7. Argomento ricorrente dei trivellatori
è che gas e petrolio italiani ridurrebbero la bolletta energetica degli
italiani. A parte che questo sarebbe vero solo se a produrre
idrocarbuti fosse unicamente l’ENI (cosa che non è). Bisogna poi capire
quanti dei soldi intascati dall’ENI restino effettivamente nel nostro
Paese reinvestiti per creare occupazione e nella ricerca, quanti
finiscano nella casse di società controllate di ENI, magari in Olanda, o
peggio vengano utilizzati per pagare tangenti in Algeria o in Nigeria.
8. Il patrimonio paesaggistico,
storico e artistico dell’Italia è, oltre che un bene comune da
preservare, anche una fonte di reddito indiscutibilmente superiore a
qualsiasi possibile incasso dalle vendita di idrocarburi.
Visitando una piattaforma ENI in Adriatico posso testimoniare che
l’azienda presta la massima attenzione alla sicurezza e che il personale
tecnico della società è degno della massima fiducia.
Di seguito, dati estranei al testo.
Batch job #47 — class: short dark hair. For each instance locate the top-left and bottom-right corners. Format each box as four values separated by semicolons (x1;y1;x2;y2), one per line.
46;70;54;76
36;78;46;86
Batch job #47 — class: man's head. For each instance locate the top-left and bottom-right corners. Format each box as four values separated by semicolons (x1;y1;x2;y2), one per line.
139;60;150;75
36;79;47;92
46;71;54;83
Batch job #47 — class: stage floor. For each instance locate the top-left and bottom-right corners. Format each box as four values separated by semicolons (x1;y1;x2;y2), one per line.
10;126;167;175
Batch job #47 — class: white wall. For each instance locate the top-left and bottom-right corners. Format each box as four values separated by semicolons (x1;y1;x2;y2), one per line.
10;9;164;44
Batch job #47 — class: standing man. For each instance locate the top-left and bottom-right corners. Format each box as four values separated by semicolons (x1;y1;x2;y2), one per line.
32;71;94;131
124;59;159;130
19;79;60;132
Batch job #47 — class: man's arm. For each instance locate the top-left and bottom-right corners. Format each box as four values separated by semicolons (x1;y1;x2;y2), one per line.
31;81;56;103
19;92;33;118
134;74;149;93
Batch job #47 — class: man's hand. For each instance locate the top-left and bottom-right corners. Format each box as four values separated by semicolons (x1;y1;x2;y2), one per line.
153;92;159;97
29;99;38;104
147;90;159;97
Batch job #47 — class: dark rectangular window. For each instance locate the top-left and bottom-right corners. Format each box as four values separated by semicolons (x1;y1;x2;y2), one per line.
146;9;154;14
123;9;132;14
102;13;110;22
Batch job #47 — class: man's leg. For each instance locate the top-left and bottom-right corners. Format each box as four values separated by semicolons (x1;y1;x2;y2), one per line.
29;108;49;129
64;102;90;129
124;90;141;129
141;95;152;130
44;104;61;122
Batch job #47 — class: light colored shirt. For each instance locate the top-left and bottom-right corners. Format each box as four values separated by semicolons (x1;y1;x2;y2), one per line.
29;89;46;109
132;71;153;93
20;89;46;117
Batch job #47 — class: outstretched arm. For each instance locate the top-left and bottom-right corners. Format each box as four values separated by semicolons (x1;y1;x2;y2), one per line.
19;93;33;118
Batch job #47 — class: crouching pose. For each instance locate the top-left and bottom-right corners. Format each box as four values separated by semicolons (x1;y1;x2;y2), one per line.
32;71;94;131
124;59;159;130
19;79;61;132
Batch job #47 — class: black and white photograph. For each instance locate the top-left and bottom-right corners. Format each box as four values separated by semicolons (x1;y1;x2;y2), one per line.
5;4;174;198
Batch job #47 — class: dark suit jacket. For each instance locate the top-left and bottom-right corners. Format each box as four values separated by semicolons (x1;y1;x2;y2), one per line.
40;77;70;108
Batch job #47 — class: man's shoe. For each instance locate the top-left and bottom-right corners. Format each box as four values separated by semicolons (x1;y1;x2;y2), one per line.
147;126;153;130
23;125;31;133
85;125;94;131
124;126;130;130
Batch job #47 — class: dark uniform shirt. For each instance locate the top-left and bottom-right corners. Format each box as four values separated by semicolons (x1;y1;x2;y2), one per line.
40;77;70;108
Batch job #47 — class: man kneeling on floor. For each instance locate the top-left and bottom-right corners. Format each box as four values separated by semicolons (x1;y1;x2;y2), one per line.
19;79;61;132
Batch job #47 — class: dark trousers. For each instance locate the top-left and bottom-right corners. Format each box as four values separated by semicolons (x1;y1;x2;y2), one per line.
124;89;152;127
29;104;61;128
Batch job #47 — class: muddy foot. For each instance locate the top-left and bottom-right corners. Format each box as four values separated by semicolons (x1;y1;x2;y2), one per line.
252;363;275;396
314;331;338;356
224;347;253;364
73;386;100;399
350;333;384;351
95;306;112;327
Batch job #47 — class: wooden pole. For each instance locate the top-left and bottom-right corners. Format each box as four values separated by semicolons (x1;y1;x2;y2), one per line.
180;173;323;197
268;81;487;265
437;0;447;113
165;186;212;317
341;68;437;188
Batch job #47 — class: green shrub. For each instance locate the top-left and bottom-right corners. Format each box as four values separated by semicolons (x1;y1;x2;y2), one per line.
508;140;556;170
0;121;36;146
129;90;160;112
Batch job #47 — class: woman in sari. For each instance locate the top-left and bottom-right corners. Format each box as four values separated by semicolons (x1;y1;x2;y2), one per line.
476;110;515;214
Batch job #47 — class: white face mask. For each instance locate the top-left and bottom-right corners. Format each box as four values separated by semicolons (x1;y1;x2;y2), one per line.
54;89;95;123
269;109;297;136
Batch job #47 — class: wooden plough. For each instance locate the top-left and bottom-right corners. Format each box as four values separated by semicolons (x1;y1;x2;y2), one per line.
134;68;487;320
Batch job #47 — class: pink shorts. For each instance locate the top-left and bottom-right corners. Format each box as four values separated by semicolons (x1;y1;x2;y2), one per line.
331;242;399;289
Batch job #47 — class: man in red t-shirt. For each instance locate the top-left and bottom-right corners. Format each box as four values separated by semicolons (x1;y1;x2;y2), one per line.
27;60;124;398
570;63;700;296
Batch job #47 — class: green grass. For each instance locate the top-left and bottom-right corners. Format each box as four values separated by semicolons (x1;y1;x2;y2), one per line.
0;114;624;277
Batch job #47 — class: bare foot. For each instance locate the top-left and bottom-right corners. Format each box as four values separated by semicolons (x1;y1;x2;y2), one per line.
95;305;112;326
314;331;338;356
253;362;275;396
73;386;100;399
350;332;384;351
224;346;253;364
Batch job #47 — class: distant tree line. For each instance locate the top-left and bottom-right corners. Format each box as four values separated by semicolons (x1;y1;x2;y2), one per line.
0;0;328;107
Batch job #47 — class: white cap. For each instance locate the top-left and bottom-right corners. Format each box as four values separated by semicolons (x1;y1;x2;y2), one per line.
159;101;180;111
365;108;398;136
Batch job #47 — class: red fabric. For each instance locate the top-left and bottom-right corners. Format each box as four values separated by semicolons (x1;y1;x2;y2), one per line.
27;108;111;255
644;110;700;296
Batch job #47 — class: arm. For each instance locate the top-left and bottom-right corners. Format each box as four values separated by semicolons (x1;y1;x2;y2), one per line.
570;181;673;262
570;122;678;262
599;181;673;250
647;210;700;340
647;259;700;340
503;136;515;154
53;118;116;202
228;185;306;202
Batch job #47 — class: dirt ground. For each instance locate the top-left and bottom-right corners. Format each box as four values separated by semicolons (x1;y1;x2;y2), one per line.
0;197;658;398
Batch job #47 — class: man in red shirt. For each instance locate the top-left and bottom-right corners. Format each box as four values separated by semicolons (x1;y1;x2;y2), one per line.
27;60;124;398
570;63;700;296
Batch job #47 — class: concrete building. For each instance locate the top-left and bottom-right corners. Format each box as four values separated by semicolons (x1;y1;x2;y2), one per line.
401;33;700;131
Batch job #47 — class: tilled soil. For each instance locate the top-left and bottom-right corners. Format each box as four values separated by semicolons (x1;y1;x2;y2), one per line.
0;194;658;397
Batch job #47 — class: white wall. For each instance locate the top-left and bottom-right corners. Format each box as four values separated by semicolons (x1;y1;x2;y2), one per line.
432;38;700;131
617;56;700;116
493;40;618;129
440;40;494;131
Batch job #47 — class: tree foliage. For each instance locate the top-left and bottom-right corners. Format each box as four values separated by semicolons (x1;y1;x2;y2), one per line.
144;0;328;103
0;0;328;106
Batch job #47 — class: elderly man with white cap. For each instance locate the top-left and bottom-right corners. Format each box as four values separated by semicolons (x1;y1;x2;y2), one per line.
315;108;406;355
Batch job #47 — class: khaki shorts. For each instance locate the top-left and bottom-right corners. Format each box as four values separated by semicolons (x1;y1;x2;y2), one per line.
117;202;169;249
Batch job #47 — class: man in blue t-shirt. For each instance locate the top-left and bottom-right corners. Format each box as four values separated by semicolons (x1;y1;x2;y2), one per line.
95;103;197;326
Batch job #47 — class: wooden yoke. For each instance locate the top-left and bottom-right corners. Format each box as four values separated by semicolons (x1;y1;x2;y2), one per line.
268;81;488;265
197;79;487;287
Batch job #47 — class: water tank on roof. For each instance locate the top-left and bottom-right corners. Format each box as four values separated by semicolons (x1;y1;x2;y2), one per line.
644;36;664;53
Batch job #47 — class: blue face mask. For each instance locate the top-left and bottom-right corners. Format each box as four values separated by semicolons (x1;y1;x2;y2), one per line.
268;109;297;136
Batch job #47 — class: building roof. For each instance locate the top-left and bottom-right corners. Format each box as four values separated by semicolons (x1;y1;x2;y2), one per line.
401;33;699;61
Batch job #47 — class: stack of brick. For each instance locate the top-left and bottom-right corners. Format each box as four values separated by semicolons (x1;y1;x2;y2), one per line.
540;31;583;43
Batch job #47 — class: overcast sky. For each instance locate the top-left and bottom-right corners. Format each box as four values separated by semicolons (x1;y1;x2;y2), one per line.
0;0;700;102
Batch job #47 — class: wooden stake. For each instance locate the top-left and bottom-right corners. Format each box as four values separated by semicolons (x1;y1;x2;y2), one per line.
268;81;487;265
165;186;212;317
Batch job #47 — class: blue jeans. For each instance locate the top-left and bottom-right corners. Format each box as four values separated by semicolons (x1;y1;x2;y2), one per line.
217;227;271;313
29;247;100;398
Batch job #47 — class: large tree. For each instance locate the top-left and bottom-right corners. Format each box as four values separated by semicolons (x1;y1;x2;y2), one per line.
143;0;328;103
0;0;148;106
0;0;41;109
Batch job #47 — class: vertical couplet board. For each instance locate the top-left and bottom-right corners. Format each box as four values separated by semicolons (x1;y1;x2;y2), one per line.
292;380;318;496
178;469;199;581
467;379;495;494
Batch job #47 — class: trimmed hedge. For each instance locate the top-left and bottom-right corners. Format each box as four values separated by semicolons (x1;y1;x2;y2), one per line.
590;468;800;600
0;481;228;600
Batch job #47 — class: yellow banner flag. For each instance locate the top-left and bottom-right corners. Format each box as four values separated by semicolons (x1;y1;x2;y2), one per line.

Ma si riuscisse
pure a scongiurare ogni possibile fuoriuscita di gas o di olio, si
riuscisse a mitigare l’impatto sull’ambiente marino delle trivellazioni,
come si fa a non tenere in considerazione l’impatto di centinaia di
piattaforme in mezzo al piccolo mare Adriatico? E cosa resterà di questo
cimitero di ferro arrugginito una volta terminato il proprio lavoro di
suzione? Difficile non ritenere questo scenario una terribile pubblicità
negativa per il turismo.
9. L’Italia è un Paese densamente popolato, a forte rischio idrogeologico, soggetto a terremoti. Ogni volta che la terra si scuote riprendono i dibattiti scientifici
sul ruolo delle estrazioni di petrolio e di gas e delle “reiniezioni”
nei pozzi nello stimolare i terremoti. Ancora una volta: perché non
comprare petrolio da Paesi che sono semidesertici e che dai proventi
della vendita degli idrocarburi, pagati il loro giusto prezzo, possono
ricavare le risorse che servono sia per sostentare al meglio la propria
popolazione che per approfittare della manifattura e delle competenze
italiane? Anche in Paesi come l’Algeria, che dipendono in tutto dagli
introiti degli idrocarburi, vi sono vivaci e coraggiosissime proteste contro il fracking in pieno deserto. Non dovremo dare l’esempio anche noi prendendoci cura del nostro territorio?
10. La vera fonte energetica del futuro, prima ancora delle rinnovabili, è il “risparmio energetico”.
Questa è una frontiera che ha praterie davanti a sé e nella quale
dovrebbero investire le imprese energetiche italiane, diversificando
opportunamente la propria attività. A me, per esempio, fa piacere vedere
ENI associata al car-sharing. Solo dal risparmio energetico può nascere
un vero beneficio per la bolletta energetica dell’Italia, accoppiata ad
miglioramento della qualità della vita dei cittadini. Il binomio
perfetto. Occorre permettere alle società energetiche di guadagnare sul
risparmio energetico, sulle nuove tecnologie e sull’efficienza delle
infrastrutture. Regalare loro petrolio va nella direzione opposta.